Another part of her journey has been to heal self-worth. She met her biological mother at thirteen, heard her apology and chose not to live in resentment. It took years of inner work to break the thought “I’m worse than everyone,” but now she can say: “Even my story with my parents – that’s not a minus, it’s my plus. I trust God. He knows which path is mine.” That inner reconstruction shapes how she moves through public space.
“Even now, when I walk through a mall, I feel people’s eyes on me … But the real question is: how do I see myself?”
In parliament, colleagues often tell her, “We never thought of you as a person with a disability.” She answers, “Because I never positioned myself that way. From the start I set the tone: I’m fine. I’m capable. I belong here.” She knows that entrepreneurs with disabilities in Qazaqstan still carry a double load: physical limits and the quiet question, “Are you sure you can handle this?” That is why she argues for a more attentive ecosystem, grants linked to mentorship, realistic guidance, trust in people who know their own bodies and challenges.
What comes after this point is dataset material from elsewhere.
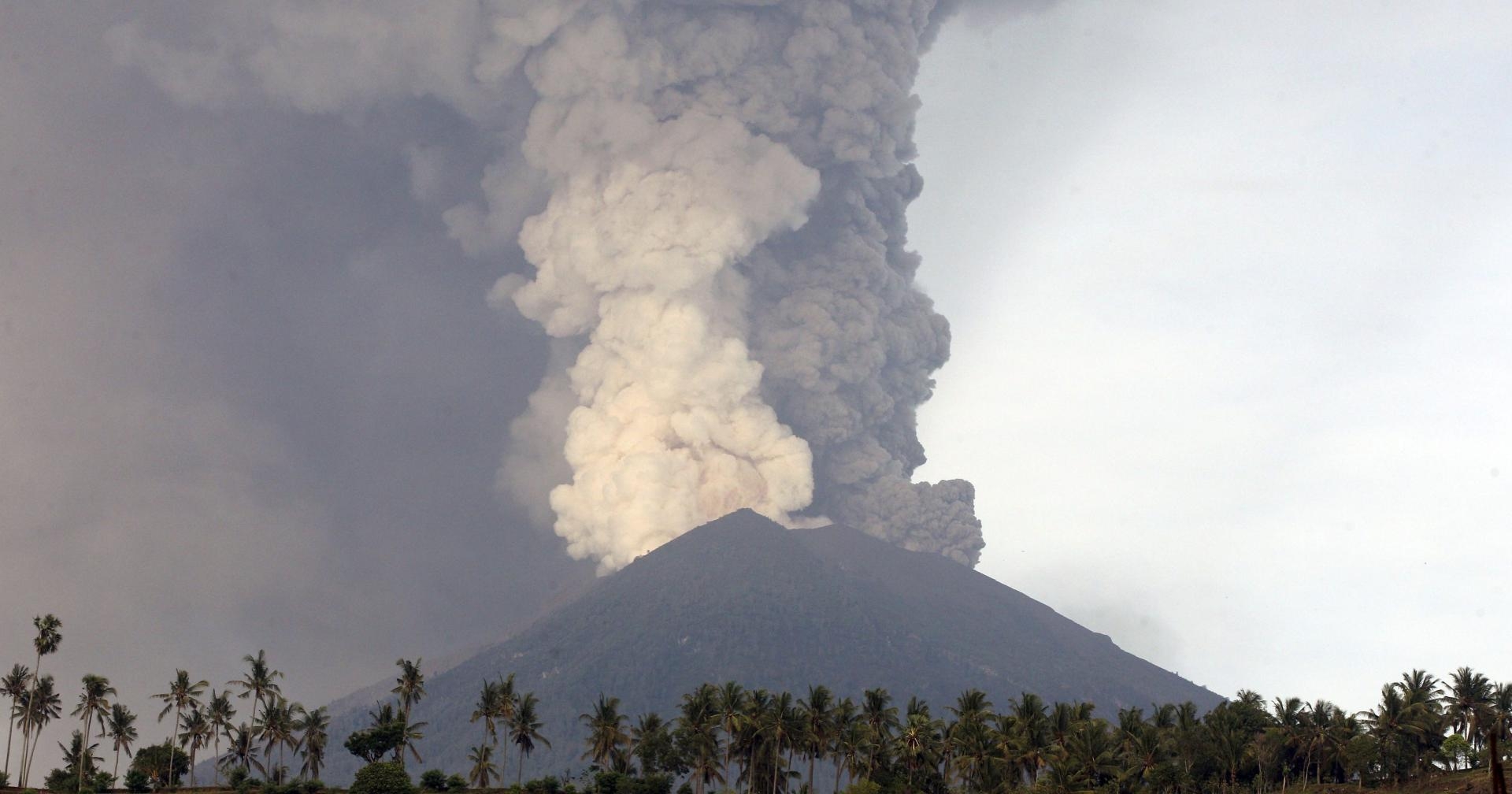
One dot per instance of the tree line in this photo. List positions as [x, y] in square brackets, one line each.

When young women come to her with big dreams of social business, she listens and then gently grounds them.
“Start small. Start real … Write your idea down. Look at it through the lens of reality. Don’t be afraid to ask for help.”
Fear is natural, she adds, “the key is to make friends with it.” If she has to name her own compass, she offers three words: faith, structure, consistency. Faith in herself, in her mission and in her team; structure to organise limited energy; consistent action, even when progress is slow. In that weaving of mind, heart and will, the little girl once dismissed as “a large, immobile body without intellect” has become a woman who drafts laws, mentors others and spends her weekends celebrating when a child at her center takes an uncertain first step. Through Dinara, inclusion in Qazaqstan becomes not an abstract policy but a lived practice of standing beside those whom the system once left behind.